According to the ULC lawyers, the solution was rooted in the concept of “media neutrality” — if a deceased person’s legal trustee has formal access to a tangible asset, that same person should have access to any digital asset.
If individual states pass bills mirroring the ULC act, the ensuing laws would effectively trump "terms of service" agreements used by tech companies to prohibit people from accessing accounts that are not their own, Walsh said.
Unless a will dictates otherwise, the act seeks to grant a family trustee the right to enter — but not to control — the deceased's digital accounts.

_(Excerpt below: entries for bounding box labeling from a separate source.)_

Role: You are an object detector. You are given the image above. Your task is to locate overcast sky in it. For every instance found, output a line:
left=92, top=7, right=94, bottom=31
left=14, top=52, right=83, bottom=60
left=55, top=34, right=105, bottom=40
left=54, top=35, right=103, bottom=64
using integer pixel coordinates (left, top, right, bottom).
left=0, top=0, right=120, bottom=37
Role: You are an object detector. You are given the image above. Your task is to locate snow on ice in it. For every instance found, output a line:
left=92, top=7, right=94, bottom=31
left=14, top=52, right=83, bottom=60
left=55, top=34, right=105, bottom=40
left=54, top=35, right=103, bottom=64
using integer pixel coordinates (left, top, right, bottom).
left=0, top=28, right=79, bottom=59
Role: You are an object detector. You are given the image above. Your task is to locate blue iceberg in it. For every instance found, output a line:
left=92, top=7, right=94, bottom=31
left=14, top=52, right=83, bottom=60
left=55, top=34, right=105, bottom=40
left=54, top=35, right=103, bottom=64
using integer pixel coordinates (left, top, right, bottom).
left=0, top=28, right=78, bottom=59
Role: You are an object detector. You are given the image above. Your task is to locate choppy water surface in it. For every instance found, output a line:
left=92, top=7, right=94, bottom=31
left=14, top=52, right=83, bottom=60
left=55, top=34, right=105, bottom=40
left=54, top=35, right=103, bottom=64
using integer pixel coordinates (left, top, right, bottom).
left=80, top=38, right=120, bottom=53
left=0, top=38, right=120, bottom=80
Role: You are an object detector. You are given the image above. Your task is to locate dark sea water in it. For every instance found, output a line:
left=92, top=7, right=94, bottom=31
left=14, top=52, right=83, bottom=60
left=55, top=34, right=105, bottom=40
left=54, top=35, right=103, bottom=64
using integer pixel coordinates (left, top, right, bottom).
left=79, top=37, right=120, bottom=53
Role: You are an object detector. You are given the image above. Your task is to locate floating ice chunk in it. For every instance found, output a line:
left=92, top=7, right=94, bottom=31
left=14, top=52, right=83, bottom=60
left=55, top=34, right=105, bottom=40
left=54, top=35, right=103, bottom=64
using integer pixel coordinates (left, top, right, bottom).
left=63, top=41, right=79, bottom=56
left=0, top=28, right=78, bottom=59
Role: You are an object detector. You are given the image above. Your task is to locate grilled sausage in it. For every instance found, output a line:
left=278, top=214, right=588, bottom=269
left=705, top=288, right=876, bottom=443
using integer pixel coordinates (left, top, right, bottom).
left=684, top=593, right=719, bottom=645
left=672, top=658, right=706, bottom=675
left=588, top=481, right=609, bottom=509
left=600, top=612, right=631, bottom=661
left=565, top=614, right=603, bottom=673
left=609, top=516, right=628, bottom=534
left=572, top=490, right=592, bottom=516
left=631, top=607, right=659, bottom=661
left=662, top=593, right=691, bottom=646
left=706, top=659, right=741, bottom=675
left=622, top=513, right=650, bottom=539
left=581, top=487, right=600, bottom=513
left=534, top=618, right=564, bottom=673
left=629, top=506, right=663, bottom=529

The matter is merely a practical change for the tech age, Walsh contends.
“It’s more than just Facebook. I’ve had emails from 80 year olds who said, ‘You can appreciate the chaos my death would create if there weren’t post-mortem access to my emails.’”
“For me, I’ve been banking online for years. My bills and bank statements come to me through an email account,” Walsh added. “I’ve told my spouse 1,000 times, ‘Here’s where you look to get this stuff.’ (If I die), what if he forgets? What if the password doesn’t work? He would need access to my email account to administer my estate, pay my bills and reset my passwords.”
For one grieving dad in Virginia, the lawyers’ campaign also represents a victory for parents over social media giants.
“I deserve zero credit but am grateful the commissioners appeased — more indulged — me and allowed (my wife) Diane and myself to convey our thoughts,” Rash said.
“So if in the middle of a farm community, if I can help dozens, how many (parents) needing access truly exist?” Rash added. “It is a message that needs conveying and I will further that message if asked.”